The point is that advocacy has no place in the Big Society view of charity, based as it is on an essentially Victorian view of philanthropy – in which support is doled out against a background of easy moral judgement about lifestyle choices and hard-working families, with its recipients expected to know their place and be silently grateful.  It is a model of charity that emphasises the moral and economic superiority of the giver.  Advocacy challenges prevailing power relations and undermines the idea that getting on in life is a matter of individual effort and character;  the language of the political class in Britain in 2013 is profoundly opposed to what advocacy means. The Big Society, deep down, is a reformulation of There Is No Such Thing as Society.

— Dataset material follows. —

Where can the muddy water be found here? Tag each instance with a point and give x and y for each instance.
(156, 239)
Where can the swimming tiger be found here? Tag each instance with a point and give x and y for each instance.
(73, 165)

Or, to quote Clement Attlee, writing in 1920:

Charity is a cold grey loveless thing. If a rich man wants to help the poor, he should pay his taxes gladly, not dole out money at a whim. In a civilised community, although it may be composed of self-reliant individuals, there will be some persons who will be unable at some period of their lives to look after themselves, and the question of what is to happen to them may be solved in three ways – they may be neglected, they may be cared for by the organised community as of right, or they may be left to the goodwill of individuals in the community. The first way is intolerable, and as for the third: Charity is only possible without loss of dignity between equals. A right established by law, such as that to an old age pension, is less galling than an allowance made by a rich man to a poor one, dependent on his view of the recipient’s character, and terminable at his caprice.

The consequences of this bill may be unintended: but they are profoundly congenial to Tories and Liberal Democrats and, shamefully, more than a few in the Labour Party.  We have become a society in which advocacy for the poor and vulnerable is becoming a subversive act – something we need to think long and hard about.